In the experiments a dopamine cell is first located. They are usually identified as having a ‘tear drop’ shape. Once the cell is located, it is then broken into and the first recording of the normal cell activity is taken using a computer programme called WinEDR.

paul 1

After the normal cell activity is recognised, the first dose of NMDA is added to the sample for 120 seconds. This changes the activity of the cell, which is represented by a peak (blocker) in the graph. Once the 120 second exposure to NMDA is over, a control solution is added to stabilise the cell to return the cell to its normal functional rate. This is done for about 5 minutes and then the NMDA is added again for 120 seconds and the results are taken down.

paul 2

I’ve noticed that the work carried out in the lab, despite being very detailed, isn’t far from what I studied at AS Level, for example, the NMDA receptors found in the membranes of the dopamine cells remind me of transport proteins in the phospholipid bilayer of cells.  I really liked how I was able to use my knowledge of my school syllabus to understand elements of the work studied in the lab here. This scheme is definitely for anyone passionate in doing a science degree and it has cleared my mind and enabled me to see what I want to study at university.

By Paul Izevbuwa

Ruvimbo’s Rainbow Mitochondria

Ruvimbo spent two weeks in UCL’s Research Department of Neuroscience, Physiology & Pharmacology, in the group of Prof Josef Kittler and under the supervision of Christian Covill-Cooke.

We wanted to see the effect of antimycin-A on the production of  mitochondria derived vesicles (MDVs), a way to get rid of faulty mitochondia that contain ROS which is toxic to the cell, to compare to data provided by a published a paper about it. MDVs are vesicles have budded off the mitochondria that go to the lysosome to be destroyed.

In the experiment we had a control Cos cells (fibroblast-like cell line derived from monkey kidney tissue) in liquid with all needed nutrients, and Cos cells that were in antimycin-A and the nutrition liquid for 2 hours.  The cells were on top of microscope cover-slips.

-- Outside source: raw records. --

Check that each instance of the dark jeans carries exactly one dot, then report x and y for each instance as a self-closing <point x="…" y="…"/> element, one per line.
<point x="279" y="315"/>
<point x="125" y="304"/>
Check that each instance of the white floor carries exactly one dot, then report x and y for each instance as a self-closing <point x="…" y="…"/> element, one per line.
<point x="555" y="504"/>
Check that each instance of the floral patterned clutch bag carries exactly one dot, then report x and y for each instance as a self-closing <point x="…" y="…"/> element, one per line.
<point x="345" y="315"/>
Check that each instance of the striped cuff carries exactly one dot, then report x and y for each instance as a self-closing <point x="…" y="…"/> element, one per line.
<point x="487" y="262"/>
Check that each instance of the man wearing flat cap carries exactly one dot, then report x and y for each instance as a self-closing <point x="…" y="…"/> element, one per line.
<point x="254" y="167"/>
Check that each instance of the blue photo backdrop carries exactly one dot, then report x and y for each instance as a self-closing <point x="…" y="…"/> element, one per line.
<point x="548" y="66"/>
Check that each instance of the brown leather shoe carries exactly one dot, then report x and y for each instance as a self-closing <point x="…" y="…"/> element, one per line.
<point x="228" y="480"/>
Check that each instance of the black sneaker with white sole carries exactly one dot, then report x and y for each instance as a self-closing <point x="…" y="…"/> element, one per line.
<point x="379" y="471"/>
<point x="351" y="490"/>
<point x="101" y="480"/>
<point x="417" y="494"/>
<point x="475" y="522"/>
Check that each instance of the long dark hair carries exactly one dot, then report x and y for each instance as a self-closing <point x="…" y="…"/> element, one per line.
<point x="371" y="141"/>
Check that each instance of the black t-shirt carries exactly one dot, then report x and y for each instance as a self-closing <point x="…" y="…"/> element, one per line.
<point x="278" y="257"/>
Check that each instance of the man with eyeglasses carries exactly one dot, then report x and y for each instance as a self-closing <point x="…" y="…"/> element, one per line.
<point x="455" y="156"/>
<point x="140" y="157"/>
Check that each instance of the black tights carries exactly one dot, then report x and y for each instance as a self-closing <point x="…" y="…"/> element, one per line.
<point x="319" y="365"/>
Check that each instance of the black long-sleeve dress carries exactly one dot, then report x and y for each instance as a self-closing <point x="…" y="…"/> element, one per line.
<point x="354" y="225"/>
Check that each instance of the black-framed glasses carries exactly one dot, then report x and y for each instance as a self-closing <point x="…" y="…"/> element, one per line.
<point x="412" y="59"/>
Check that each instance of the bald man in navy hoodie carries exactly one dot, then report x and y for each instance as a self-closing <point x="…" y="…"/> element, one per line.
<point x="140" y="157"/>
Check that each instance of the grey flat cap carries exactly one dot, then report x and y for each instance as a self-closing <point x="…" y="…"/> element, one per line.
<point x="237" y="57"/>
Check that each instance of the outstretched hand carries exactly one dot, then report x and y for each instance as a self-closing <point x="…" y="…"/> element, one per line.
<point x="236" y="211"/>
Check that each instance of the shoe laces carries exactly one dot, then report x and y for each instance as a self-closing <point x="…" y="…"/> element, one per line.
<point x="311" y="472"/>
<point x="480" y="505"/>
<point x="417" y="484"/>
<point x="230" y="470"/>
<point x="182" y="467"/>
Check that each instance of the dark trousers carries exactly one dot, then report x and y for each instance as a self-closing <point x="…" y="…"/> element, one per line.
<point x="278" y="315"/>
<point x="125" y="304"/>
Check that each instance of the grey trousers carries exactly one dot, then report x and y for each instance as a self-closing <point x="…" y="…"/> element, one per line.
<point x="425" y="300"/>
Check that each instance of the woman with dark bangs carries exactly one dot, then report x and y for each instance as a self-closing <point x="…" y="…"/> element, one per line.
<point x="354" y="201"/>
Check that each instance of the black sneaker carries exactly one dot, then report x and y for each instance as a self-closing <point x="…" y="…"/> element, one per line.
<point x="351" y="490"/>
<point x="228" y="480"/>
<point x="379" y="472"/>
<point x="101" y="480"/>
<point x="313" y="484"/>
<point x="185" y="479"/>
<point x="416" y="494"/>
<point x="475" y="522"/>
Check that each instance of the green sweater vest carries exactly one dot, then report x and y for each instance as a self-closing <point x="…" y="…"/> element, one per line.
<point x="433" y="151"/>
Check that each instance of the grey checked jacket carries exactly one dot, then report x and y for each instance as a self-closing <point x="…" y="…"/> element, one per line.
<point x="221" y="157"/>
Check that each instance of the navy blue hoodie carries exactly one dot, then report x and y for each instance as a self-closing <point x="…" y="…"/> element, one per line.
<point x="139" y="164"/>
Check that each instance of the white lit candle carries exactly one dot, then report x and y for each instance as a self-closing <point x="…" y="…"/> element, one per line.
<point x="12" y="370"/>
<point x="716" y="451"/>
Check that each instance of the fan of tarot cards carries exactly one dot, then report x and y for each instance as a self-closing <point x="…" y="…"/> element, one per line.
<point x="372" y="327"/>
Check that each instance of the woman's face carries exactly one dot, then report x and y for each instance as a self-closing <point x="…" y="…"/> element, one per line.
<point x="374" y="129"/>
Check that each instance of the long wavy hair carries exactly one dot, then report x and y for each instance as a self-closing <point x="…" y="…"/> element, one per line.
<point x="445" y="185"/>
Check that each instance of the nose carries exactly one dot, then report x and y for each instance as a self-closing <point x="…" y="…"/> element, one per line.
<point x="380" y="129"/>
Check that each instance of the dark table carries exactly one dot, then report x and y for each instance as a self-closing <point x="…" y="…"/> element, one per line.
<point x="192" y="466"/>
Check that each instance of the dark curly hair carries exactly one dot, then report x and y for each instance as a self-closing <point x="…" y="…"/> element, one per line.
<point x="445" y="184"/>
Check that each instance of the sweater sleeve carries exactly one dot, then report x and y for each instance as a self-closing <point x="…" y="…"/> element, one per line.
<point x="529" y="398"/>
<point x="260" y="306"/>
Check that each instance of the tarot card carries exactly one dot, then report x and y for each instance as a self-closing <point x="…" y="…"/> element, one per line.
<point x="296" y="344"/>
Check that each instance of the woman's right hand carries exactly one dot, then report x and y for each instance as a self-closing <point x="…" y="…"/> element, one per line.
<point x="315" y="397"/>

After the time the cells were washed to remove the liquid and, in the other case, the antimycin-A. Then paraformaldehyde was added for 10 minutes to the cells to fix the cells to the cover slip. Then the cells were washed again then, a block was added for 40 minutes to stop the other proteins from interfering with the antibodies.

Then water was added to an ice cube tray. We used tweezers to remove the cover slips from the dish they were in, and dunked them individually in each ice cube tray slot to wash off the excess block.

Then on parafilm we separated it into 6 sections: 3 sections were of the control where there would be the primary antibodies of rabbit Tom 20 (a mitochondrial protein) and mouse miro 1; rabbit miro 1 and finally mouse Tom 20 and rabbit miro 1. The same procedure is done for the antimycin-A. Then two drops of each primary antibody was attached to the parafilm and then the cover slips were put on top of each, dropped cell side down so they would float and we left them there for an hour. Then they were washed again with the water in the ice cube tray. After the secondary antibodies were added in the same way as the primary antibodies and dropped cell side down (so they would attach to the primary antibodies) they have a fluorescent protein attached, so they can show us what we are looking for (Tom20). They were left for 40 minutes, then washed with the water in the ice cube tray.

Then we put the cover slips on glass slides: one for control, the other for antimycin-a, and were stuck (cells facing upwards) with a mounting solution and it was left to dry under a box, so that the fluorescence would not be affected by the light. Then clear nail vanish was added to the edge of each cover slip to ensure the cover slip does not move around on the glass slide when they are viewed under the microscope.

Ruvimbo's rainbow mitochondria
This image is a picture of mitochondria cells in a neuron that were attached with green fluorescent protein under a confocal microscope. I changed the settings so that the mitochondria would be shown with rainbow colours.